I believe, and this really shouldn’t be a stretch, that there are some types of complex code that require certain higher level proficiencies and theoretical knowledge, an obvious choice is parsers and compiler construction.  A developer who works in this area needs to have a good understanding of a number disciplines, which include but are not limited to: Formal Language Theory and Automata Theory and possibly some Abstract Algebra, which sadly many developers lack.  If you had a project that had components that are any type of compiler or parser and needed someone to create and subsequently work on the maintenance of the code, they would need to know these things, they would need to understand this complexity in an organized theoretical way.  The alternative would be an ad hoc approach to solving these problems which would probably yield significant complexity issues of its own.


These types of things can be seen at simpler scale, a system that makes use of state machines or heavy use of regular expressions will exhibit more compact and more complex code.  The maintainers have to have a skill level to deal with this more complex approach, sadly not all developers do.
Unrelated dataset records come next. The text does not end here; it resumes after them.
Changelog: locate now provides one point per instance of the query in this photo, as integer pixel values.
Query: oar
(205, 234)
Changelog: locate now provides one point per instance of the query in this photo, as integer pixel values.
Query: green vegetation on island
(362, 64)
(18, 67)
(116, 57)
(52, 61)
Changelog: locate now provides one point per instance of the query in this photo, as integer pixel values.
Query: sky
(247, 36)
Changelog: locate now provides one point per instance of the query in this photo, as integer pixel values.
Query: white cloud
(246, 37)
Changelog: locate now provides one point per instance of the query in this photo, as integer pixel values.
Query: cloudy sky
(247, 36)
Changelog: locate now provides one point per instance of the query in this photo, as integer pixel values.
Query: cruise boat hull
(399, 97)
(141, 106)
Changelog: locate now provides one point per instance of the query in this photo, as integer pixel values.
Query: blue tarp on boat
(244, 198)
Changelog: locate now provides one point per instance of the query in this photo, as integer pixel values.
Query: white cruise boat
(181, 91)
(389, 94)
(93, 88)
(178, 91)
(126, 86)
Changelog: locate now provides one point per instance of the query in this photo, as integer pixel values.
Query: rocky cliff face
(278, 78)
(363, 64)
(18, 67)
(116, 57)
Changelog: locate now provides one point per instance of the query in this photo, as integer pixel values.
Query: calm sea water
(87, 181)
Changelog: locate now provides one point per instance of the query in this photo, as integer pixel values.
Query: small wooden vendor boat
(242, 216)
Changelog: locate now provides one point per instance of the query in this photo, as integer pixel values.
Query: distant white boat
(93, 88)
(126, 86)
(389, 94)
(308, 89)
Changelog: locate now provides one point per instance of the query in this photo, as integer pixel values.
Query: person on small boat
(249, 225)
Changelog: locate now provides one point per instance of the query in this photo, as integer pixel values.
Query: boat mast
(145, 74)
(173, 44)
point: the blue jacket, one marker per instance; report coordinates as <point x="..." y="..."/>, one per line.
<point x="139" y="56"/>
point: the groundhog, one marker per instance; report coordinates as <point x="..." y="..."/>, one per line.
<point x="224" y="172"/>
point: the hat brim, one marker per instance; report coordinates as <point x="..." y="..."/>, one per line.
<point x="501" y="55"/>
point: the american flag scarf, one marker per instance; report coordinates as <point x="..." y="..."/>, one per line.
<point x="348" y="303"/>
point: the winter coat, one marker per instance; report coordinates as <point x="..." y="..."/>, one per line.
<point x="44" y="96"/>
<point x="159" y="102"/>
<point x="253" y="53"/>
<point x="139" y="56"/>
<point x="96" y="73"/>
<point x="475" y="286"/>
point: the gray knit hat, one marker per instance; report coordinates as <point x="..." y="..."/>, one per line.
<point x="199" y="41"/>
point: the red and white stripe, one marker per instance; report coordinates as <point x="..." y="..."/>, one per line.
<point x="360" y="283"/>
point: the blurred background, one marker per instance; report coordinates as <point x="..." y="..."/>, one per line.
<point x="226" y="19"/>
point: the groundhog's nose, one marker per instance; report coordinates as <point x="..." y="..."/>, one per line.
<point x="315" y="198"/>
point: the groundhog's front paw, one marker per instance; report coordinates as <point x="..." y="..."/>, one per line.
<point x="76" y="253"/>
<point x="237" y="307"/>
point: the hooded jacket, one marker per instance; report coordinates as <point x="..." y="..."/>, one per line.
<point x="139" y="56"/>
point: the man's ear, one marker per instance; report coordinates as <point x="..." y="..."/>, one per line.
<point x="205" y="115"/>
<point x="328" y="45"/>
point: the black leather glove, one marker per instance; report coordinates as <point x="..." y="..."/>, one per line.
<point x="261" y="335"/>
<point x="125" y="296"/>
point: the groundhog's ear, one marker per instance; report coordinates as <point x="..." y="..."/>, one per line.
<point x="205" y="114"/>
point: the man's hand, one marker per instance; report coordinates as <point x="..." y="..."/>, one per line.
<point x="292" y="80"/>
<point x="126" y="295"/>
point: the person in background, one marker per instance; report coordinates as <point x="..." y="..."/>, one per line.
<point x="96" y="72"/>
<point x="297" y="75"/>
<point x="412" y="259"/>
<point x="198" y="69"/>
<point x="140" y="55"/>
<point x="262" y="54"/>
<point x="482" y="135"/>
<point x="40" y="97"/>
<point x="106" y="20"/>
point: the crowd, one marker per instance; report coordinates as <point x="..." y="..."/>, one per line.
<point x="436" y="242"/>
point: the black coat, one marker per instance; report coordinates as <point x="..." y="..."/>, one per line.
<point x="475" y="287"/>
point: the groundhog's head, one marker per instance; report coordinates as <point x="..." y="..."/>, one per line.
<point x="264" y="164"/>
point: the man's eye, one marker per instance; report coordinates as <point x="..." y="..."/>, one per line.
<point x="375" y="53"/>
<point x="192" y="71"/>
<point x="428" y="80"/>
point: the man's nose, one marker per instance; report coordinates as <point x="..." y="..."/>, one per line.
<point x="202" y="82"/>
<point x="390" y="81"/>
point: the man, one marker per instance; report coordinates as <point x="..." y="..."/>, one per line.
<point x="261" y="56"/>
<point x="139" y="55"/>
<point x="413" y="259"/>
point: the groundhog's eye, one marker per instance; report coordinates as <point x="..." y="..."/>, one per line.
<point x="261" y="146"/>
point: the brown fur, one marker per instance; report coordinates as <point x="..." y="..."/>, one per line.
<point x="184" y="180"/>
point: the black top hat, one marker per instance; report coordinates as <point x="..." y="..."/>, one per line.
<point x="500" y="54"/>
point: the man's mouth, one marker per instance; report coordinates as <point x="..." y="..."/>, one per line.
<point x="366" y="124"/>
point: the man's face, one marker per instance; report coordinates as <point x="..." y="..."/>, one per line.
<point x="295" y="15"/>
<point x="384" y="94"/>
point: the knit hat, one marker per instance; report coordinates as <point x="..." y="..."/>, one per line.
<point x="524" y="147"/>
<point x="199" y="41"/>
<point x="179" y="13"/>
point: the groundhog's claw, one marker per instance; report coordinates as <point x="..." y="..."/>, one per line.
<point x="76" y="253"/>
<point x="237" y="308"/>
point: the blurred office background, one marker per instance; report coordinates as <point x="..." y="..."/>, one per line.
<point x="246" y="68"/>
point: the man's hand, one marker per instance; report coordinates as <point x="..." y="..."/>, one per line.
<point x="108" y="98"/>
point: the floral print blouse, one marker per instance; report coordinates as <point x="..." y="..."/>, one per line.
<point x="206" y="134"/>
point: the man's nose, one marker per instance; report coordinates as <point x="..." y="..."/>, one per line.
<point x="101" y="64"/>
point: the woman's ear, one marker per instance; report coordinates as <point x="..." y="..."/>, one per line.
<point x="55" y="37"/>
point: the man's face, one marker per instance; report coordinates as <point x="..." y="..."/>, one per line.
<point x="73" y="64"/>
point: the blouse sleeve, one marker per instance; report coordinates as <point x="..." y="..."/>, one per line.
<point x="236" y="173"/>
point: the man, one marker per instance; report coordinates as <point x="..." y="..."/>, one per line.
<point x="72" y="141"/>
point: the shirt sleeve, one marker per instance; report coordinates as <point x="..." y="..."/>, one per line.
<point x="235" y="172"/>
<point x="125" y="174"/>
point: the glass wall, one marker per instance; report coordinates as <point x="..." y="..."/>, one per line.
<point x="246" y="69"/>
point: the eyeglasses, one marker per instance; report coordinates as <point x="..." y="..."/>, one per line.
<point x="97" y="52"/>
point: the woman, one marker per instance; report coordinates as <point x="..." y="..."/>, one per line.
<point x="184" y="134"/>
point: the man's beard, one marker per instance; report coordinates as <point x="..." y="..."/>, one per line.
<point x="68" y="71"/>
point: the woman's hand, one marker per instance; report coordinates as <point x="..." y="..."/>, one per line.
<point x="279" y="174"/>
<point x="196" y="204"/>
Now you can probably find numerous code bases where these types of approaches and others were not used where they should have been, these codebases will be larger and will require a case by case effort to learn something that could have been “compressed” and generalized  with better theoretical understanding.  It’s a trade off if you cannot hire or retain people who have the advanced skills an advanced codebase can also be a maintenance liability.


Scenario #2 high reuse


Now let’s create a hypothetical example, say we have a system that has many similar components and a brilliant programmer manages to distill this complexity into compact highly reusable code.  The problem is that our brilliant programmer is the only one who can really understand it.  Ideas similar to this are pondered by John Cook in his post "Holographic Code".  Now it might be the case that it code that is really only understandable to our brilliant programmer, or he may be the only one in the organization with that level of proficiency, also in this case we will assume that complexity was not artificially introduced, i.e. not unnecessary complexity, which is also a real problem that arises in software systems.  Also we will assume that we know that a less complex solution that is more verbose with less reuse exists, and in fact the solution of the maintainer developer might be to completely rewrite it in a less complex fashion.
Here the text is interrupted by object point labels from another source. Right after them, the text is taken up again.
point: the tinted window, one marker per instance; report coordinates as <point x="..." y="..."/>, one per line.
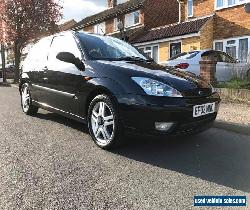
<point x="107" y="48"/>
<point x="62" y="44"/>
<point x="185" y="55"/>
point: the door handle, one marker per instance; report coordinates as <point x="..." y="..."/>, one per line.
<point x="45" y="68"/>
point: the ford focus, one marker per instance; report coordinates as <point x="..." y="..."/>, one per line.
<point x="109" y="85"/>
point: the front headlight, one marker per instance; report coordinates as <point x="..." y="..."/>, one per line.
<point x="156" y="88"/>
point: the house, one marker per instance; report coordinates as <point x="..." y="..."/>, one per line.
<point x="203" y="24"/>
<point x="135" y="16"/>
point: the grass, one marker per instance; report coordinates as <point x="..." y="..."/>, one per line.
<point x="235" y="84"/>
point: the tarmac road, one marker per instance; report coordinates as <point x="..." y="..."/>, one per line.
<point x="50" y="162"/>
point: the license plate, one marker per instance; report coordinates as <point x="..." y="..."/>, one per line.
<point x="204" y="109"/>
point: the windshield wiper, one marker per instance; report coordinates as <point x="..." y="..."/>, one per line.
<point x="134" y="58"/>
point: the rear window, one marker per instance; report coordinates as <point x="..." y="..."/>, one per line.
<point x="185" y="55"/>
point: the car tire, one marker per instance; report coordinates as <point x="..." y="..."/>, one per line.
<point x="26" y="100"/>
<point x="104" y="124"/>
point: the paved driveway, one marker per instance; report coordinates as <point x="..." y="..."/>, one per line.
<point x="50" y="162"/>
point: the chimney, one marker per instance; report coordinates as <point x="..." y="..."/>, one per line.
<point x="112" y="3"/>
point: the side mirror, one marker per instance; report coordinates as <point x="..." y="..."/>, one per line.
<point x="70" y="58"/>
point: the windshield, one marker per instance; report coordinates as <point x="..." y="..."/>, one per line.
<point x="186" y="55"/>
<point x="108" y="48"/>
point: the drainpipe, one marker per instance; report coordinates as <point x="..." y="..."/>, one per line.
<point x="181" y="2"/>
<point x="3" y="61"/>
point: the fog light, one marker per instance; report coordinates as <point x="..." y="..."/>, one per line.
<point x="163" y="126"/>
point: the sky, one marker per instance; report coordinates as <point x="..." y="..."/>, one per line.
<point x="79" y="9"/>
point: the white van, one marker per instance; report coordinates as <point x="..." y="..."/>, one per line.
<point x="1" y="76"/>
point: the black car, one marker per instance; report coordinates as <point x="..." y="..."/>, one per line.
<point x="111" y="86"/>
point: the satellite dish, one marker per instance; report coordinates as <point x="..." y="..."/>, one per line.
<point x="247" y="8"/>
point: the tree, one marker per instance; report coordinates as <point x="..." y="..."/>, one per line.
<point x="26" y="20"/>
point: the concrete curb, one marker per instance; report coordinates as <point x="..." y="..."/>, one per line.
<point x="234" y="127"/>
<point x="5" y="84"/>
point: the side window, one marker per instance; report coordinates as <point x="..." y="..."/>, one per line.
<point x="62" y="44"/>
<point x="38" y="55"/>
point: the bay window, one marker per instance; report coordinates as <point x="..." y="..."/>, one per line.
<point x="238" y="48"/>
<point x="100" y="28"/>
<point x="116" y="22"/>
<point x="132" y="19"/>
<point x="121" y="1"/>
<point x="151" y="52"/>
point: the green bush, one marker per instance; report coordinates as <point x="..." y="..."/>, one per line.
<point x="235" y="84"/>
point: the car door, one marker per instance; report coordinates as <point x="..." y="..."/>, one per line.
<point x="34" y="66"/>
<point x="62" y="78"/>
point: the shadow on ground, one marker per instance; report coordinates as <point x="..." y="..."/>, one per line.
<point x="216" y="155"/>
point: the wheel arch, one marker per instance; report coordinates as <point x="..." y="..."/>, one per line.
<point x="100" y="90"/>
<point x="24" y="79"/>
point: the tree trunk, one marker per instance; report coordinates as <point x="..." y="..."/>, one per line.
<point x="3" y="62"/>
<point x="17" y="52"/>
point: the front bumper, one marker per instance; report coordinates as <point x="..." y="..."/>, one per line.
<point x="139" y="113"/>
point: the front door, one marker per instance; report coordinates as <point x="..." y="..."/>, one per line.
<point x="62" y="79"/>
<point x="175" y="49"/>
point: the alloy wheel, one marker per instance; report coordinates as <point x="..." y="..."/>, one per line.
<point x="102" y="123"/>
<point x="25" y="99"/>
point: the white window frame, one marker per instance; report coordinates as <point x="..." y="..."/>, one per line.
<point x="97" y="30"/>
<point x="190" y="15"/>
<point x="174" y="42"/>
<point x="224" y="41"/>
<point x="116" y="22"/>
<point x="151" y="50"/>
<point x="135" y="24"/>
<point x="121" y="1"/>
<point x="225" y="4"/>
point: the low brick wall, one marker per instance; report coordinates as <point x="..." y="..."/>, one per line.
<point x="241" y="95"/>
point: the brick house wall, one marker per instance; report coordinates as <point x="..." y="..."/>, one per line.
<point x="228" y="22"/>
<point x="231" y="22"/>
<point x="160" y="12"/>
<point x="207" y="35"/>
<point x="89" y="29"/>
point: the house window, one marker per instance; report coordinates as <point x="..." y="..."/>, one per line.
<point x="190" y="8"/>
<point x="231" y="48"/>
<point x="121" y="1"/>
<point x="175" y="49"/>
<point x="132" y="19"/>
<point x="238" y="48"/>
<point x="219" y="46"/>
<point x="151" y="52"/>
<point x="100" y="28"/>
<point x="116" y="22"/>
<point x="228" y="3"/>
<point x="243" y="49"/>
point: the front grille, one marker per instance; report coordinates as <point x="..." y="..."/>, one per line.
<point x="194" y="125"/>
As we have previously seen, the complete compressibility of a code base can never be achieved which relates heavily to aspects of both Information Theory and Algorithmic Information theory this results in  diminishing returns in terms of shrinking an algorithm or codebase.  My speculation here, based on observation, is that as a codebase is "compressed" its complexity increases as shown above.  Essentially you need to be increasingly clever to continue to increase reuse.  Now some of these reuse complexity issues may be due to our lack of understanding of complexity in relation to software construction.  It is feasible that things that we find hard to gain reuse with today may be easier in the future with advances in this understanding.


Another idea from the research covered in my previous post is that different domains exhibit different degrees of Favorability/Resistance to reuse. I would also suspect that the types of reusable components would also vary across different domains this makes me think that perhaps in the future reusability in different domains can be guided both qualitatively and quantitatively by either empirical or theoretical means or both. This means that you might have fore-knowledge of the "compressibility" of a "domain solution" and then you would be able to guide the development effort appropriately.


I feel the ideas here are a step back from a possible absolutist thinking to reuse.  Reuse like any important approach in software, for example test coverage, which can also exhibit diminishing returns, needs to be tempered and viewed as an optimization as to the extent of its practice.  In many respects that’s what good engineering is, working within constraints and optimizing your outcome within those constraints.